Unlike ordinary vehicle component models, sensors that recognize the environment conditions play a functional role in connecting driving environment models and automatic driving control. In general simulators, the main focus is on evaluating whether the system control works correctly, and many sensing models are based on so-called ground truth models, that is to say a functional model. As mentioned earlier, in order to guarantee the safety of automated driving vehicle, it is necessary to understand the strengths and weaknesses (limitations) of each surrounding monitoring sensors, and to improve the system design, sensors, and perceptual recognition algorithms. However, it is difficult to reflect the weaknesses of the sensors in the simulation models because the functional sensor model does not reflect the verification results of the spatial propagation of electromagnetic waves. In this paper, we present a spatial propagation model of the ray tracing system as a physical based modeling.
We have developed a spatial propagation model of the ray tracing system based on the reflection characteristics (retroreflection, diffusion, specular reflection, etc.) and transmission characteristics of the electromagnetic waves, visible light for camera, millimeter wave for Radar and near-infrared light for Lidar, and also captured the physical phenomena that change due to the influence of the surrounding environment such as rain, fog, and ambient illumination. The unique feature of this model is that it reflects the spatial propagation characteristics view from the sensors in a series of models based on the electromagnetic wave principle of “driving environment objects – electromagnetic wave propagations – sensors” as perception models (Fig. 3). Specific examples are shown below.
The camera model simulates the spectral characteristics that are input to semiconductors such as CMOS, rather than the RGB is human eyes friendly. The sunlight is formulated as a sky model, which can simulate a precise sunlight source with the input of time, latitude and longitude.
As shown in Fig. 4, the reflection characteristics are defined on the objects to create a realistic simulation image.

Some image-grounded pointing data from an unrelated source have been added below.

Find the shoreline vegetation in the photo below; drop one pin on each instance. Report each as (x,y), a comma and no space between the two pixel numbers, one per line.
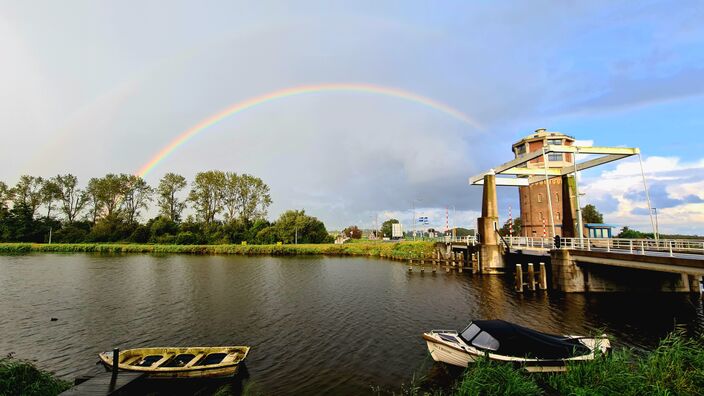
(388,250)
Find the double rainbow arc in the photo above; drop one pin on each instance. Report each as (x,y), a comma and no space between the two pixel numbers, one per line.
(294,91)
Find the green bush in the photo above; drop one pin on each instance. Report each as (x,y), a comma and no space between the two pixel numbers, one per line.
(18,377)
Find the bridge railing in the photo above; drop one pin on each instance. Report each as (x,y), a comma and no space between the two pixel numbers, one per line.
(530,242)
(470,239)
(670,246)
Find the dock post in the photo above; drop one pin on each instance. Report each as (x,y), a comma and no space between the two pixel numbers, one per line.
(543,277)
(115,366)
(519,278)
(531,277)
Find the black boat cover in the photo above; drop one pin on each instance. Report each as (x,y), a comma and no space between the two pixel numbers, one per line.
(509,339)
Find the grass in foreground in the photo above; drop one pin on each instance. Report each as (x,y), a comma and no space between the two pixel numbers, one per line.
(398,250)
(18,377)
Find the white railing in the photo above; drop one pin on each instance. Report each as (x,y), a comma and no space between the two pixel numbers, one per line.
(635,246)
(469,240)
(529,242)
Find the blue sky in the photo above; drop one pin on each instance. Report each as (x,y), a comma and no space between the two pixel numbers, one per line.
(93,87)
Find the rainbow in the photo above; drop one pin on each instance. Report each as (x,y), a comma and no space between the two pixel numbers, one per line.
(294,91)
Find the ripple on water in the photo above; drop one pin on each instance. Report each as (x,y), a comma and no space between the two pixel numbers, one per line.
(317,325)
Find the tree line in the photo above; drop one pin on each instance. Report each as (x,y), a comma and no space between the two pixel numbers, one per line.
(226,208)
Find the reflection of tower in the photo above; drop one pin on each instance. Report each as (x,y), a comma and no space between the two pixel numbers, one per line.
(534,200)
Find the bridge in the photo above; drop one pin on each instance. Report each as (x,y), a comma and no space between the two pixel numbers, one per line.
(576,263)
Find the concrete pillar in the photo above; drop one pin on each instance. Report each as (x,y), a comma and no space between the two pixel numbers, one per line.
(566,276)
(489,252)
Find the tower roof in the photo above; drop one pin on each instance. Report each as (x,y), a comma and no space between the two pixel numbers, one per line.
(541,134)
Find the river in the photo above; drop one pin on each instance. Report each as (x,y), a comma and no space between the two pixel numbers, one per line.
(316,325)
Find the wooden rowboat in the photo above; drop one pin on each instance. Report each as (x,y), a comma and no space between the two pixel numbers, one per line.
(187,362)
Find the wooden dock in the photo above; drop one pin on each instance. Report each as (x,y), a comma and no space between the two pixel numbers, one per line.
(103,384)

Fig. 5 also shows that the simulation verifies that the HDR (High Dynamic Range) camera model can provide sufficient visibility for recognition even in the dark condition in the tunnel, weak visible light with intense backlight at the approaching exit.
(2) Millimeter wave radar
Radar is the most difficult sensor for modeling. Three reflection models are defined and used according to the behavior of radio waves at reflective targets. The PO approximation (Physical Optics) is used as the scatterer model for small objects such as cars and people, while the Geometric Optics approximation is used for large objects such as buildings and road surfaces as the reflector model. In addition, RCS (Radar Cross-Section) model is used to shorten the analysis time, which is defined for each object in advance, and assign them to the objects in a combined scenario. Figure 6 shows a scene of a vehicle passing between 2-cars as an example of sensor weakness.It reproduces the sensing weakness scene that the low-resolution radar in azimuth does not provide perceptual output at the correct location and shows that this can be improved with higher resolution.

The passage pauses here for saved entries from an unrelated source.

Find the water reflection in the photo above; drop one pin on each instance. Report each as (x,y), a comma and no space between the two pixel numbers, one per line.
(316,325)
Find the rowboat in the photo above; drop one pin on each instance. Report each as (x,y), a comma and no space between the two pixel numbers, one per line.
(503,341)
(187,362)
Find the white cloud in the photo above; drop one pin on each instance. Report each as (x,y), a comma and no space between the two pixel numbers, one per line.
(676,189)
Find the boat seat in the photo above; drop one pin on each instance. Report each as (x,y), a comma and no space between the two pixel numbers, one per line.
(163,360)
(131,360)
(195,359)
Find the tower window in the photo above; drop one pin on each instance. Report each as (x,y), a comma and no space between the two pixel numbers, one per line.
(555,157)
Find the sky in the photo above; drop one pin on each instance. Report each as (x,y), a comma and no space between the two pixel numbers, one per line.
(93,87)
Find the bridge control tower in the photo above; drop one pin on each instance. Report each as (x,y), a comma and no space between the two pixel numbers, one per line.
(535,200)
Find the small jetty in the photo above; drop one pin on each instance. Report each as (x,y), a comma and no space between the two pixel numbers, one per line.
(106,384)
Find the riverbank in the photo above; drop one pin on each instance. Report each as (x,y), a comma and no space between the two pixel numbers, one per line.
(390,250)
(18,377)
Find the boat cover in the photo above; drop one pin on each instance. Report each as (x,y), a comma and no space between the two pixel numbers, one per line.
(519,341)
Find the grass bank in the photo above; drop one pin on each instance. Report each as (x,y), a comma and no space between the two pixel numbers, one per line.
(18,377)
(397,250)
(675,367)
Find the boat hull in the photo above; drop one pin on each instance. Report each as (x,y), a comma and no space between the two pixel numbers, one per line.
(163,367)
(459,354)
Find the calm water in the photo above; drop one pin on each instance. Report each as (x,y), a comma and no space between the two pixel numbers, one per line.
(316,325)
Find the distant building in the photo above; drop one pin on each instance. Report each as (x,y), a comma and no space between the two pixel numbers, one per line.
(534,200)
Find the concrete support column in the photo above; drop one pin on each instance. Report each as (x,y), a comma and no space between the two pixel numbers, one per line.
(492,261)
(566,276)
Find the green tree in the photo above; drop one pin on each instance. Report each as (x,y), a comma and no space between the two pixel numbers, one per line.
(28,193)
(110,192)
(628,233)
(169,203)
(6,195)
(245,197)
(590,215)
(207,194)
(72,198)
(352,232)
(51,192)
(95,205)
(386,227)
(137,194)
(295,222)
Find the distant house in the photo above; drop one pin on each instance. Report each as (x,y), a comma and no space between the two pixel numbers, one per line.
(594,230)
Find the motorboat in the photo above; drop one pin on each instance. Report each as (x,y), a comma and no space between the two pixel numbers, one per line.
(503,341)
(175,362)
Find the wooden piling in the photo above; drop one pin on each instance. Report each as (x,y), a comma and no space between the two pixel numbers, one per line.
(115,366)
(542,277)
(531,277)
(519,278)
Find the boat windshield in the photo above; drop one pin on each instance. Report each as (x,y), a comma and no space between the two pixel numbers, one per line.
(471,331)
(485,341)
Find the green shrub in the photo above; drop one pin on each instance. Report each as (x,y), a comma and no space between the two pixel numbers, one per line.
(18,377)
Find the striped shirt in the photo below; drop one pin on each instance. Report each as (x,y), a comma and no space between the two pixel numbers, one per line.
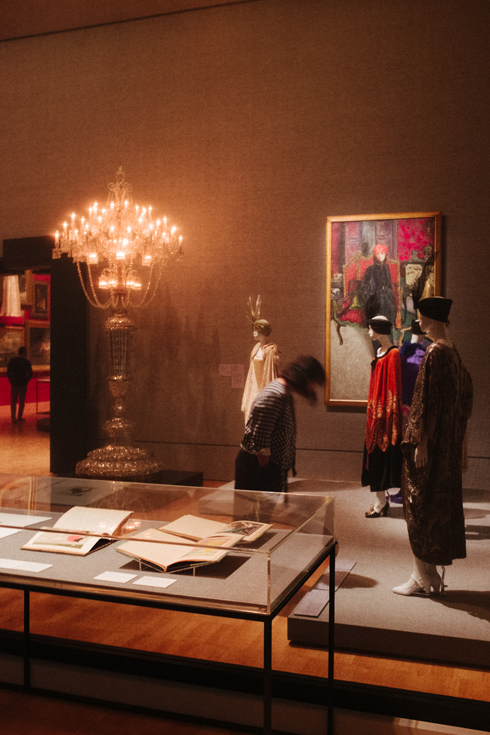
(272,425)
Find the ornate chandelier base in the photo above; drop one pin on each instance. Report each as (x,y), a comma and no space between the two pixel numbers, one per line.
(120,463)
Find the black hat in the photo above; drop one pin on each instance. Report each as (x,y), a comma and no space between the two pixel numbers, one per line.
(380,325)
(416,327)
(435,307)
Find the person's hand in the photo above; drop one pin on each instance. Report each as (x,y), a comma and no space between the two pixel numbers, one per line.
(263,459)
(421,454)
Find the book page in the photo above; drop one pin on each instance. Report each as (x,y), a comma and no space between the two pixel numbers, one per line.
(193,527)
(143,546)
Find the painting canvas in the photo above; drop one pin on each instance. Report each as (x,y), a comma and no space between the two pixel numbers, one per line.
(38,342)
(11,338)
(40,300)
(376,265)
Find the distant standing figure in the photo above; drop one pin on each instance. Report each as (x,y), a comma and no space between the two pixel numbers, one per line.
(432,485)
(411,354)
(376,292)
(19,373)
(264,359)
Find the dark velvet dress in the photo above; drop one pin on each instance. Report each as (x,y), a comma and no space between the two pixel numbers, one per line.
(432,494)
(382,460)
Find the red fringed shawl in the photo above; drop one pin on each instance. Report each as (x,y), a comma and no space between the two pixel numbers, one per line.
(384,409)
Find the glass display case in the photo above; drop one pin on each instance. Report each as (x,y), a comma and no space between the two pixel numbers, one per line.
(214,551)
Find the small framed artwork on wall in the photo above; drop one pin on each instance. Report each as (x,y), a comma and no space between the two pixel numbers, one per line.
(38,342)
(376,265)
(40,297)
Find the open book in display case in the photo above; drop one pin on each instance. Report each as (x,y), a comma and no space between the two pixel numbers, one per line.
(235,549)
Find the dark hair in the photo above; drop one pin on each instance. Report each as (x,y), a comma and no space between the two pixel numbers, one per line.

Laser light is a relatively easier to modeling due to its directivity feature. Figure 7 shows a 360° scanning Lidar model. It is possible to evaluate environmental disturbances such as background light.
(4) Environmental model
The six-level classification of driving environment scenarios defined by Pegasus project in Europe. Sensing weakness validation is mostly rely on the environmental conditions and needs physical characteristics owned object models such as reflection, transmission, and attenuation of electromagnetic waves (Fig. 8, Fig. 9a, 9b, 9c). The skylight model, which models’ sunlight, is effective for evaluating sensing weakness scenarios such as backlight, because it can create a virtual space with good reproducibility of how the sunlight source hits the object by determining the time of day and the latitude and longitude of the object (Fig. 9a).